Last evening, Michael from Too Many Mornings and I were exchanging a silly email and the words "I don't smell funny either" were written.

It set me off telling him a little saga that had occurred the day before. Michael said it would make a good post, so here goes.

I had lunch with a girlfriend on Tuesday at Jack London Square in Oakland. After lunch, we went our separate ways and I was waiting for the bus to go home.

A homeless man walked over and sat down next to me on the bench where I was seated. I wasn't sure he was homeless, but he was wearing a pair of bermuda shorts over a pair of sweat pants and he looked like his clothing was layered.

It has been about 75 degrees in the Bay Area since Monday. The man asked me "How do you like this weather?" I told him that I loved it! He went on to tell me that he was from New Orleans originally but had lived in Oakland for the last 40 years. I responded that although I love New Orleans, the summers are dreadful because of the heat and humidity. He agreed.

The man then said "I like the way you're dressed" and I thanked him. He asked me if I worked in Oakland and I told him that I used to, but now I am retired.

I asked him what he did and he told me that he had trained Arabian horses for many years, but that he was currently homeless. I said "There's a lot of that going around." He agreed, but also said "I trusted the wrong ponies and the wrong people." I nodded my head at him.

"I like that perfume you have on," he said. "How much does it cost?" I told him it cost about $100 and he whistled in amazement. "I knew it was expensive! How many ounces do you get for $100?"

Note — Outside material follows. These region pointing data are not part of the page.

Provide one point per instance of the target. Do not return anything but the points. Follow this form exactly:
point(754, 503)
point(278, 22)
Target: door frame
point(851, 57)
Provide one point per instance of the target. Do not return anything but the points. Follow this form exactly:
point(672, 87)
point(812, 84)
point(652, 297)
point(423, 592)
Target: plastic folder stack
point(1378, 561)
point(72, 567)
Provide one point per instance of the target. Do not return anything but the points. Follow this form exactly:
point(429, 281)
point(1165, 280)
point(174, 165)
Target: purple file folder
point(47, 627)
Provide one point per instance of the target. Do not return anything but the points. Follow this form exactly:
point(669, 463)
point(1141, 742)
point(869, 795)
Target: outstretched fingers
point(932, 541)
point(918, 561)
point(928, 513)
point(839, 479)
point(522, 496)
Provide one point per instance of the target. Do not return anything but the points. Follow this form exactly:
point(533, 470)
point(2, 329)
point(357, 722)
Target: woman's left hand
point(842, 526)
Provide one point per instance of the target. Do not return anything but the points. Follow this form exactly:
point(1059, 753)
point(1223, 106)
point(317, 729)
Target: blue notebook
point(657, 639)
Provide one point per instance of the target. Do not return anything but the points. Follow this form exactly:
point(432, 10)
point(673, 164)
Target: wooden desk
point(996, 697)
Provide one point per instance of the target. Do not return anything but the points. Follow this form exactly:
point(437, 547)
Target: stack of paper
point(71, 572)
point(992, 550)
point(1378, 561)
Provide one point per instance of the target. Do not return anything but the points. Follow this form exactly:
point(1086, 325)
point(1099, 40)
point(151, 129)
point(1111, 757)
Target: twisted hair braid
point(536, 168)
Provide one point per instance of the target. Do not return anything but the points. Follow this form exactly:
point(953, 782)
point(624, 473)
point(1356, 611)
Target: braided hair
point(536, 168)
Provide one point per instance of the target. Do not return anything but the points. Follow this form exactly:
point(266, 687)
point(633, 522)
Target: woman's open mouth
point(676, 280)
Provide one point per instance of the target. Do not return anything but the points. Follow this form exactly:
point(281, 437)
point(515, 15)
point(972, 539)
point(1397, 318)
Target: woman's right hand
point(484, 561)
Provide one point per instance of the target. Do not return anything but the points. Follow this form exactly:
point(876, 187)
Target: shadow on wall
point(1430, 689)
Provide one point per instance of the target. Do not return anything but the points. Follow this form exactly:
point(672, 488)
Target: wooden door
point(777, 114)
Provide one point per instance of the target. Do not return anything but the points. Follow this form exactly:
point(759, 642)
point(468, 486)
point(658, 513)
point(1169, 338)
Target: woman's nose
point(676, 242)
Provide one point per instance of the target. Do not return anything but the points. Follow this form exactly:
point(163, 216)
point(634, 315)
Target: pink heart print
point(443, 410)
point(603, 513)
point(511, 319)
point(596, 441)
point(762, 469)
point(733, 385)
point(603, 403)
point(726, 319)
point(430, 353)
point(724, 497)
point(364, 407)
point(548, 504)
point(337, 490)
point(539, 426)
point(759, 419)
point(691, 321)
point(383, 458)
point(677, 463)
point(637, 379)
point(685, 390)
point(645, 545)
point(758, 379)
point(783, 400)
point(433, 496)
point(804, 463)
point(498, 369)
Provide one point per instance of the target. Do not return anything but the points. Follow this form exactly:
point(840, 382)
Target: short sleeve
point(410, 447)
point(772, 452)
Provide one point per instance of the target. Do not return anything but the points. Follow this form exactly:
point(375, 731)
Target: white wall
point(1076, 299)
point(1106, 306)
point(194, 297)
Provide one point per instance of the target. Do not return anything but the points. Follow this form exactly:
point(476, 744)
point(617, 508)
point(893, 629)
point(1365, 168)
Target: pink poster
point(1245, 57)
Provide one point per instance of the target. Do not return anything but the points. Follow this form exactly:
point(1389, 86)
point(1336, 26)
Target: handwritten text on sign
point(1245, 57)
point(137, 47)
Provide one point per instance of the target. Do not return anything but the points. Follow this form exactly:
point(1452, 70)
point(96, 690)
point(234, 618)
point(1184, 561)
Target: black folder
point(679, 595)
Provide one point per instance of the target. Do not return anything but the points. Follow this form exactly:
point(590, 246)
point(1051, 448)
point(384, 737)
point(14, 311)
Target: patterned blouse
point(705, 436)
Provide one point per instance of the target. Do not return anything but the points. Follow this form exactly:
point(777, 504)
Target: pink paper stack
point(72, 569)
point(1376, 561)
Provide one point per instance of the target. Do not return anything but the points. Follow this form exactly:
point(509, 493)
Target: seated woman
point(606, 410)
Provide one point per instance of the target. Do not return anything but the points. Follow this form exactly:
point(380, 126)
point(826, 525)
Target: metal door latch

I laughed and said "Not very many" and we both laughed. He looked at me still laughing and said "You're funny!" so I said "No, you're funny!" and we continued giggling.

"Why are those guys in cars all looking over here?" he asked. I responded "Oh hell, Honey, who knows!" and we cracked up again. He told me his name was Ron and I told him my name.

I saw my bus coming and I quickly slipped him a bill and told him I had enjoyed meeting him. I got on the bus, found a seat and saw Ron sitting on the bench in the sun looking at me smiling.

He blew me a kiss and I blew one back to him. It was worth the ten-spot.